I? As the bomb went off at this very moment, I realized these feelings that I didn’t even know of myself. It would have been nice if my confession didn’t play out like a nervous breakdown. In that moment, it was as if the world around me was breaking down. All of it was swallowed up in a black void; the only thing left standing was Song Sori. And, as I fell down in that bottomless pit, I was dedicating my dying words to her.
“I didn’t want us to just stay as friends.”

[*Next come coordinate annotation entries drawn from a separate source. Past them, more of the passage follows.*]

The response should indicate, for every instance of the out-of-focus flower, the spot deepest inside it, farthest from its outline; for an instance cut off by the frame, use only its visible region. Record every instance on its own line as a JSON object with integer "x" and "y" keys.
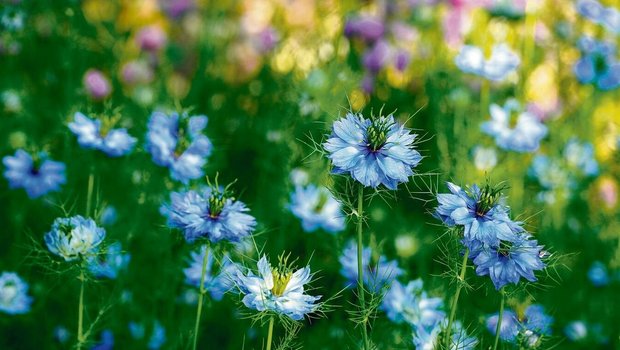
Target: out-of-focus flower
{"x": 598, "y": 64}
{"x": 74, "y": 238}
{"x": 598, "y": 275}
{"x": 109, "y": 263}
{"x": 524, "y": 136}
{"x": 14, "y": 299}
{"x": 151, "y": 38}
{"x": 317, "y": 208}
{"x": 373, "y": 151}
{"x": 485, "y": 158}
{"x": 97, "y": 85}
{"x": 36, "y": 174}
{"x": 177, "y": 141}
{"x": 376, "y": 274}
{"x": 209, "y": 213}
{"x": 277, "y": 289}
{"x": 501, "y": 63}
{"x": 95, "y": 134}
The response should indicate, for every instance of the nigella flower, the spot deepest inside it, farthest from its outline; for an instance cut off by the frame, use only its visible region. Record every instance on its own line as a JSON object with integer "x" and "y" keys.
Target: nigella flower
{"x": 216, "y": 285}
{"x": 177, "y": 142}
{"x": 109, "y": 262}
{"x": 317, "y": 208}
{"x": 376, "y": 274}
{"x": 36, "y": 174}
{"x": 479, "y": 212}
{"x": 373, "y": 151}
{"x": 74, "y": 238}
{"x": 209, "y": 213}
{"x": 95, "y": 134}
{"x": 277, "y": 289}
{"x": 501, "y": 63}
{"x": 411, "y": 304}
{"x": 509, "y": 261}
{"x": 14, "y": 299}
{"x": 598, "y": 64}
{"x": 521, "y": 135}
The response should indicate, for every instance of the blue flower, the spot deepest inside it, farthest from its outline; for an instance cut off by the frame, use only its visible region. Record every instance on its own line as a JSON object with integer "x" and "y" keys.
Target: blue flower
{"x": 509, "y": 261}
{"x": 412, "y": 305}
{"x": 109, "y": 263}
{"x": 479, "y": 212}
{"x": 177, "y": 142}
{"x": 217, "y": 285}
{"x": 279, "y": 290}
{"x": 524, "y": 136}
{"x": 37, "y": 175}
{"x": 317, "y": 208}
{"x": 598, "y": 64}
{"x": 208, "y": 213}
{"x": 376, "y": 275}
{"x": 598, "y": 275}
{"x": 373, "y": 151}
{"x": 14, "y": 299}
{"x": 74, "y": 238}
{"x": 501, "y": 63}
{"x": 92, "y": 134}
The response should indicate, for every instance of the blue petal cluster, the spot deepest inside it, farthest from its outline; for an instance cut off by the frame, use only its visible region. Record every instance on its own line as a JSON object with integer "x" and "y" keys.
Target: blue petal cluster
{"x": 14, "y": 299}
{"x": 176, "y": 141}
{"x": 376, "y": 274}
{"x": 373, "y": 151}
{"x": 92, "y": 134}
{"x": 317, "y": 208}
{"x": 208, "y": 213}
{"x": 36, "y": 174}
{"x": 277, "y": 290}
{"x": 74, "y": 238}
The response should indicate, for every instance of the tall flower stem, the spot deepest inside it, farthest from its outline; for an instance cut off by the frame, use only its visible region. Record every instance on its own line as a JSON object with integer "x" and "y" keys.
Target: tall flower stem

I could not think of anything more to say. No, I could not think of anything, period. I had thought my life was basically over at that point. I lowered my head and covered my face with my hands. My face was incredibly hot. That’s when I realized my body had been feverish since some time ago. My head was spinning a bit but that wasn’t a problem. I wanted to die. That’s a thought I’ve had at various points in my life, but never have I meant it so seriously than at that moment.
I heard Sori’s voice.
“I’m sorry.”
I heard a door opening and closing. I lowered my hands and looked to my front. She was gone. I could only hear my unbalanced breathing. I quietly cried more in that place. Then the nurse came by and looked at the mess that I was. She cleaned my face and applied something. She probably thought I was crying from having been hit.
That was the last conversation I ever had with Song Sori.